Marc Boiron, CEO of Polygon Labs, stated, “Katana’s primary goal is to address the liquidity demands of the Agglayer ecosystem while meeting users’ needs for deeper liquidity and higher yields.”
He added, “Assets aren’t just idle — they are actively deployed, driving real usage, sequencer fees and app-level fees, all of which flow back into sustaining deeper liquidity.”
Katana has allocated approximately 15% of its KAT token supply for an upcoming airdrop to Polygon (POL: $0.1833) token stakers, including those holding liquid staking derivatives.
The platform introduces “productive total value locked” (TVL) as a metric to measure DeFi capital efficiency. Unlike traditional TVL that tracks all deposited assets, productive TVL only accounts for capital actively deployed into yield-generating strategies or core DeFi protocols. Ahead of its mainnet launch, Katana accumulated over $200 million in productive TVL.

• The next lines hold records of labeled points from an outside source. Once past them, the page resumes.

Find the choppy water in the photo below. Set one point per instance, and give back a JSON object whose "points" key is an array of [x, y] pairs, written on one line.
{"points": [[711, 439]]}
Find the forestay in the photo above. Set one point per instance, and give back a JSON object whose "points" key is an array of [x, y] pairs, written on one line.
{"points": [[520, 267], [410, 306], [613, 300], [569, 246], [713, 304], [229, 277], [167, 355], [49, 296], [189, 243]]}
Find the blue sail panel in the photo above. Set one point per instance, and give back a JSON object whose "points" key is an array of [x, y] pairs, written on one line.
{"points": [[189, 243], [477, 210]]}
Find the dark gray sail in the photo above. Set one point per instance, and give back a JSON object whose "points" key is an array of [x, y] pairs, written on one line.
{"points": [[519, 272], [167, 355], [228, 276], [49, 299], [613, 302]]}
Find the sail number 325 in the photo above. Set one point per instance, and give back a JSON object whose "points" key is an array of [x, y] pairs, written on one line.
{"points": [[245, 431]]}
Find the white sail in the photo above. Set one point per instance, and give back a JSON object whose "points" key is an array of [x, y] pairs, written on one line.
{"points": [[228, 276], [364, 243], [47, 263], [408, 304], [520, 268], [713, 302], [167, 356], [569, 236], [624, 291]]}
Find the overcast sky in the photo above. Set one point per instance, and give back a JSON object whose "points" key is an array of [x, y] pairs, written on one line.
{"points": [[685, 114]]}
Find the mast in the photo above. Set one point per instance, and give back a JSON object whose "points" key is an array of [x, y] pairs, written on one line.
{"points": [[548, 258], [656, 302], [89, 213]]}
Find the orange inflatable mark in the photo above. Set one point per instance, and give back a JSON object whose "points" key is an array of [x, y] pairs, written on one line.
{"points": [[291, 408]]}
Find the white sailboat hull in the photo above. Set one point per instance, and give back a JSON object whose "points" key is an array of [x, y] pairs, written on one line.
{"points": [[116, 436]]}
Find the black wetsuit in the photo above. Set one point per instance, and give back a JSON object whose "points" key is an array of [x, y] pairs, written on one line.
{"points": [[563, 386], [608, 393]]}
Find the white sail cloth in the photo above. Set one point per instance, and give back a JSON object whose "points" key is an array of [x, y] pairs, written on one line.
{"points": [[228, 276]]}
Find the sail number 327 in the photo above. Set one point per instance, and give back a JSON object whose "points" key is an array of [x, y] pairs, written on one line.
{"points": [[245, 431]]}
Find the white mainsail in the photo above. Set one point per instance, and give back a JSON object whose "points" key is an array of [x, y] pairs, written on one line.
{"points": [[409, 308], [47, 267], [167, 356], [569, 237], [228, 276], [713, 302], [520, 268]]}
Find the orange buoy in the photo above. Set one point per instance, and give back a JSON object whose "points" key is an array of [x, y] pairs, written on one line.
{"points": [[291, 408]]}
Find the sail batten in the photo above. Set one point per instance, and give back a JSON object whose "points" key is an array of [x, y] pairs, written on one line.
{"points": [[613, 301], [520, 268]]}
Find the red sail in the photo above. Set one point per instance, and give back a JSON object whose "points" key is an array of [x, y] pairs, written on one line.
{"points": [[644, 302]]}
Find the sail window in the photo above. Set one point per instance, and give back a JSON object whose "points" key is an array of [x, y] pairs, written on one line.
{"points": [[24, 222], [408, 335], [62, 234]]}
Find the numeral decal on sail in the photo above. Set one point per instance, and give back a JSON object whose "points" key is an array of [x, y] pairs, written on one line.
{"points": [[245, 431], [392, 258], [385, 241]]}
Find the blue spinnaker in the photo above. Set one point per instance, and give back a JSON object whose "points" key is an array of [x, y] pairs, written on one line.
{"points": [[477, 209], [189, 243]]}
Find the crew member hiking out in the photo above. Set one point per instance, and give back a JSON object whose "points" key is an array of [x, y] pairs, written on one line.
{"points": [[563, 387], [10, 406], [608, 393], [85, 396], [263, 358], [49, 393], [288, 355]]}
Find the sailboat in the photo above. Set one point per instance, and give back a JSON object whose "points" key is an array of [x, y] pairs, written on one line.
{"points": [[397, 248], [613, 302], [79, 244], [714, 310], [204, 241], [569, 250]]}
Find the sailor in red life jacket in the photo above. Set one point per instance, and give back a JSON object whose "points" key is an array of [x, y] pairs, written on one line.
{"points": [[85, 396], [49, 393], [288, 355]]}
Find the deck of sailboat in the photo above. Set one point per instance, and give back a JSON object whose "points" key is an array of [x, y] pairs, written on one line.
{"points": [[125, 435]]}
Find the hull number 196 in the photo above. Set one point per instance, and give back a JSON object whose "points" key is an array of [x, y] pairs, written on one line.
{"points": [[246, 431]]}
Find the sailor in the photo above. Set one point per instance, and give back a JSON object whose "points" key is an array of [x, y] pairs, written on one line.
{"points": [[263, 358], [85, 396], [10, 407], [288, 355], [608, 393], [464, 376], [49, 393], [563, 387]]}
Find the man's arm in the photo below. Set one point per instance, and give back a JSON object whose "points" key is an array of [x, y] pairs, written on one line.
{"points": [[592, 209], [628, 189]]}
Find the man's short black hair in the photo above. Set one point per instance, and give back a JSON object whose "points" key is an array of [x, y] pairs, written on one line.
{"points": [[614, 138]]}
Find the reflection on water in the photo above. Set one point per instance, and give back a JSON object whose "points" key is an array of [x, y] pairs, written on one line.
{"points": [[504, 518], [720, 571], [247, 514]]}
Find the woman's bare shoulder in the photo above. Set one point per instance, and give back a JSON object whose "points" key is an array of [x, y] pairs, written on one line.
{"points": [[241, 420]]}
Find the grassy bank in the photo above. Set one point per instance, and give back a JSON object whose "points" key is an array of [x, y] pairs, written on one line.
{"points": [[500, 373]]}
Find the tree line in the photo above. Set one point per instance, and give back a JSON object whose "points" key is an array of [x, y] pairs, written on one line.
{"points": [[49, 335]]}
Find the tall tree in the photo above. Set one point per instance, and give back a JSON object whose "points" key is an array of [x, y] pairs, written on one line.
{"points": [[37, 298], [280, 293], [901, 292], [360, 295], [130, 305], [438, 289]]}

Katana states its yield mechanisms convert passive capital into a “self-circulating economic engine.” VaultBridge is designed to redirect bridged assets like Ether, USDC, USDt, and wBTC into off-chain yield-bearing positions, primarily on Ethereum. These returns are then channeled back into Katana’s on-chain DeFi pools. Chain-owned liquidity aims to ensure sequencer fees are continuously reinvested into liquidity reserves.
Boiron further explained the benefits of “productive TVL,” saying it “provides a clearer picture of what’s really happening behind the scenes.”
He concluded, “It reflects actual usage, economic efficiency and long-term sustainability.”
The launch follows recent DeFi infrastructure developments, including Agora’s AUSD, a yield-bearing stablecoin that channels returns from US Treasury and repo markets into Katana’s protocols. These flows, combined with Katana’s smart yield routing, form the basis of its productive TVL model.